To give you an idea consider a 50 year old woman who has a national average risk of CV mortality and is on primary prevention. The average life expectancy gained for this cohort is 3 months. Nearly 97 % of women in this cohort will have no gains. But 3 % of women will gain an average of 92 months. Note, there are 28 times as many people who don’t gain than those who do gain. But those who gain, gain 24 times more than the average. Thus, following the average blindly leads to overtreatment of many. Ignoring the average leads to undertreatment of a few.
The researchers used a model. They populated the model with point estimates (which are, it must be emphasized, averages) from studies looking at risk reduction in cardiovascular mortality from primary prevention, and also life expectancy tables. They explored risk preferences by interviewing people. The model gave a spectrum of probabilities for life-expectancy gains for each individual on primary prevention using a Monte Carlo simulator (MCS). MCS is like throwing multiple dices at the same time – it is astrology with a dice.
As we age, the risk of dying from MI increases, the reduction in the risk of dying from MI (both absolute and relative) because of primary prevention also increases, but the gain in life expectancy because of primary prevention reduces.
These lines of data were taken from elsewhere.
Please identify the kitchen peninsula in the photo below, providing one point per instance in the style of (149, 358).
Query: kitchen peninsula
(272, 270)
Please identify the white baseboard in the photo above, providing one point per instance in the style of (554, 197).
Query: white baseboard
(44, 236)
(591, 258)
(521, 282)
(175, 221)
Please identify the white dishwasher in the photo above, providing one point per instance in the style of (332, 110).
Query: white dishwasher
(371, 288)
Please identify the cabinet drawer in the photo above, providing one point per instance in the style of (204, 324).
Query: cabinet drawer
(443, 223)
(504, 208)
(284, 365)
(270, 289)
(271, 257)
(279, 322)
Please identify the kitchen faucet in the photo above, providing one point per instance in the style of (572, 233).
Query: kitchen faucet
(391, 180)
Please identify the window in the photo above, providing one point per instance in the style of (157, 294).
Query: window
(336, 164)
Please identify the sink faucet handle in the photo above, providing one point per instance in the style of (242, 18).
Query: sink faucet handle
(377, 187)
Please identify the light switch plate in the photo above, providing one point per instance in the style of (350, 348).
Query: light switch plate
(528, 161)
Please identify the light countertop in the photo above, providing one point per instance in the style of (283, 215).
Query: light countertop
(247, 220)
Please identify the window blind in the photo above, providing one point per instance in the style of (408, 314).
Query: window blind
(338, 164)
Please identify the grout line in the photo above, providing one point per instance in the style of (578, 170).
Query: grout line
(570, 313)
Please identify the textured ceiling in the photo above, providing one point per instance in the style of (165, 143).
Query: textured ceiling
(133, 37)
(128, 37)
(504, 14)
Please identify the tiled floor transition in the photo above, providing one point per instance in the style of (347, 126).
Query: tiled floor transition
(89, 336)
That is statins at age 80 are more likely to reduce your chances of death from MI than statins at age 50, but the gain in life years is less at age 80 than at age 50. The authors call this the “age paradox.” This is not really a paradox. It just means we don’t live forever, and the law of diminishing returns kicks in. The key point is that risk per se does not reflect the life expectancy gains from primary prevention as much as age. This complicates things because age is a marker of risk.
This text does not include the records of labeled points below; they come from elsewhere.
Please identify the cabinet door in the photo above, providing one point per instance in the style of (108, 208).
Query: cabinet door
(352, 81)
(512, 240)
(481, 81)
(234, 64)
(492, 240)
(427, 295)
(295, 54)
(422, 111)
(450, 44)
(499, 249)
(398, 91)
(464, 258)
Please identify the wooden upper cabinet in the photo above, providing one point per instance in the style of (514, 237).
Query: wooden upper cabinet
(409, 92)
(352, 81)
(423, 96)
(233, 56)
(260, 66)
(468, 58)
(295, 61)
The study is a model which has limitations because a model must make assumptions. Nevertheless it makes a good point that the average does not apply to the individual. This is, in fact, the rationale for precision medicine. If we had perfect information we’d find that the benefits of primary prevention are even larger in fewer individuals (think Bush tax cuts). But in making this point, the researchers have used estimates, such as hazard ratios, which are also averages, and these averages were used to create guidelines which then present an opportunity for clinicians to undertake shared decision making with estimates from this paper. It’s like having your average and not eating it. There’s no getting away from averages in evidence-based medicine.
The study makes a reasonable case against using short-term horizons, such as 10 years, for adjudicating benefits. We should use the entire lifespan of an individual. The study, thus, also makes a case against using cause-specific mortality, such as deaths from cardiovascular disease, as a metric for success of therapy, as this disproportionately favors treating older, high risk people. If statins are to be started earlier, they should, by the same metrics, be stopped earlier.
The implication for shared decision making is trickier. Should you tell people that they have a small chance of a large effect – i.e. winner takes all? If so, should you also tell people that they have a large chance of gaining nothing? The answer is not straightforward, even though some may prefer small chances of large gains than a certainty of a small gain. The reason it is tricky is that preferences are influenced by framing. And how you frame the gains of statins depends on whether you want the person to be taking statins.